Жест с окном с моей стороны был указанием на то, что я воспринимаю реальность не так, как он. Чтобы противостоять такой энергии, не позволить ей захватить тебя, требуется железная выдержка — в противном случае ты рискуешь обессилеть, истощиться и, в конце концов, сдаться на милость этой искаженной логике ложных равенств. Такое поведение не всегда приятно, ибо выдвигает на первый план некоторые черты, доводящие характер до крайности. Проще говоря, приходится быть скучным, неинтересным, банальным человеком. Если угодно, возникает театральная констелляция: маниакальный комик, фонтанирующий остротами, выступает в обществе мрачного второстепенного персонажа. Либо ситуация напоминает аварийную: до смерти перепуганный пилот управляет самолетом, полным пассажиров, топливо закончилось, посадочной полосы и не видно, а диспетчер ледяным спокойствием реплик подводит летчика к благополучной посадке. Нечеловеческое напряжение требует расхода энергии в таких количествах, какие рассчитаны на целую долгую жизнь, и тому, что выжил, приходится расходовать оставшиеся запасы крайне экономно.
В нормальной обстановке Конни производил впечатление человека внешне серьезного и формального, немного скованного в общении. Кому-то он, несомненно, мог показаться и высокомерным. Сейчас же Конни пребывал в состоянии кофеинового и амфетаминового опьянения, которое изменило его поведение до полной противоположности. Это определило наши роли: он без умолку говорил, я слушал. Время от времени я выдавал скучную реплику, которую он либо пропускал мимо ушей, либо ловил и на несколько секунд застывал в нерешительности. Порой он и сам прерывал свою исповедь, комментируя текст на экране телевизора. Произнеся с глубочайшей серьезностью: «Я любил Аниту и до сих пор люблю, я хочу лишь, чтобы она…» — Конни мог добавить совершенно другим тоном: «Швеция на двадцать третьем месте в списке Всемирной организации здравоохранения!» — чтобы тут же вернуться к прежнему: «Я не знаю, я хочу сказать… Нельзя обрекать человека, которого уважаешь, на такое отчаянное… Если ты так иррационален…» — а потом посмотреть на часы: «Скоро два, я жду уже…»
Воспринять всю эту информацию, чтобы затем передать в связном виде, требовало большого труда. За это время я успел убедиться, что наши судьбы связаны между собой.
Состояние Конни, разумеется, было вызвано не только поглощением амфетаминов и кофе. Исчезла его дочь. Это могло оправдать любое поведение и, кроме того, поиски дочери свели Конни с такими людьми, каждый из которых в отдельности может довести до безумия кого угодно. По его собственным словам, он был «контаминирован» — как и я, причем уже давно. Возможно, Конни был прав — не исключено, что и такая точка зрения имеет право на серьезное отношение.

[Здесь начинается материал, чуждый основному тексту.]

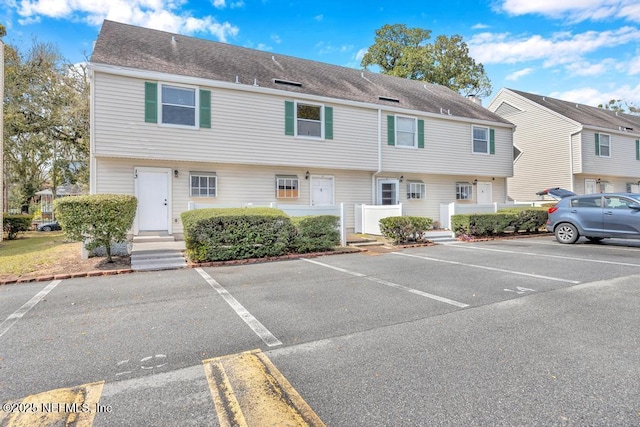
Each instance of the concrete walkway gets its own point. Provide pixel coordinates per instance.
(157, 252)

Но часы показывали половину второго, я проголодался и больше не мог пить черный кофе, который Конни то и дело мне подливал. Сам он держал в руках грязную чашку с изображением Снупи. Наверное, подарок дочери, а может быть, ее оставил здесь какой-нибудь временный сотрудник, проводивший опросы по телефону. Многие из них забывали в офисе вещи. Кроме зонтиков, здесь можно было обнаружить большое количество тапок.

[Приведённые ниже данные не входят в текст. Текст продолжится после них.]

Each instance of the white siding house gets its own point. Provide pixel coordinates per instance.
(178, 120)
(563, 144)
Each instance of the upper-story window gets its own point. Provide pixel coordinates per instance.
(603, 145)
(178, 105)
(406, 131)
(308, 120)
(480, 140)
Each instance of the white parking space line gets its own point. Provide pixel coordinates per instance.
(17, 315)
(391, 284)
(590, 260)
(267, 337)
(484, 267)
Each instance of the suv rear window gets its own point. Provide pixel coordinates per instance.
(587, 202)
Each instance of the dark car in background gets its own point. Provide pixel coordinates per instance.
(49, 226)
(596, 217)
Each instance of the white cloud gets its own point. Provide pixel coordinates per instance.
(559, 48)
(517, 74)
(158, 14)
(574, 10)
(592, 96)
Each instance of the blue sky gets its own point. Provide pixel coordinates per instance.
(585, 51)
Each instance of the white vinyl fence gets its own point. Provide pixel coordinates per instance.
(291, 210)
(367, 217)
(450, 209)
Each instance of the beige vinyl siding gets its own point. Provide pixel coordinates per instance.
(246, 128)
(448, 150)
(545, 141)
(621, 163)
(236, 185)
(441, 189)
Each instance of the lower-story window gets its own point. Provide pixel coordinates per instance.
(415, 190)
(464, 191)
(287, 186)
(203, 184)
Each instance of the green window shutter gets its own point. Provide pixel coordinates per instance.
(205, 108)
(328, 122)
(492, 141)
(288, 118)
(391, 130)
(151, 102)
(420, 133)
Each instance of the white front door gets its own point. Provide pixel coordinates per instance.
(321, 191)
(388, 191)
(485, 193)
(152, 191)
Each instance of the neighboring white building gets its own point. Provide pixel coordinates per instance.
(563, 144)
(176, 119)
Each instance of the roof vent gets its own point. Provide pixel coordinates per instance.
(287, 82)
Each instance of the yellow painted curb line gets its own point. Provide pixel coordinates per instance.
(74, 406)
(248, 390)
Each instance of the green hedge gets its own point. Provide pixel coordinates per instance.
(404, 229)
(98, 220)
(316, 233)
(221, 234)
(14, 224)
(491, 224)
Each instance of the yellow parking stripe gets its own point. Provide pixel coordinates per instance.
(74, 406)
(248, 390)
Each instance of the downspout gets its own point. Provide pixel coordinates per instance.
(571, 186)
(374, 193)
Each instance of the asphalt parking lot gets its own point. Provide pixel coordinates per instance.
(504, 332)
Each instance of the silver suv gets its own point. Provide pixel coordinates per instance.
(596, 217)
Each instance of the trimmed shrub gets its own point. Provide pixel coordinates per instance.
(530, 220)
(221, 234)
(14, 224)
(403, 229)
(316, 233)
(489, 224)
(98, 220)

— Мне надо поесть, — сказал я. — Тебе тоже.
— Я не голоден, — возразил он.
— Все равно можно поесть, — настаивал я. — Есть нужно.
— Здесь есть нечего.
— Я могу пойти и купить. — Он поморщился — пожалуй, эта гримаса придала мне решительности. — Я пойду есть. Прямо сейчас.
— Ладно, ладно, — покорно произнес он.
Я хотел продемонстрировать, что не собираюсь быть заложником. Я не собирался уподобляться ему. Мне потребовались годы, чтобы выстроить новую жизнь, и я знал, что все накопленное можно потерять в одночасье.
— Что ты хочешь? — Я стоял в холле, одетый в плащ, и спрашивал в последний раз.
— Я ничего не смогу проглотить, — ответил он.
— Похоже, пиццу.
— Ты вернешься? — Тон его стал совсем смиренным.
— Конечно.
— Когда?
— Через час я трижды постучу и просвищу «Ля кукарача».
Я спускался по лестнице с облегчением, как после визита к зубному. К сожалению, длилось оно недолго.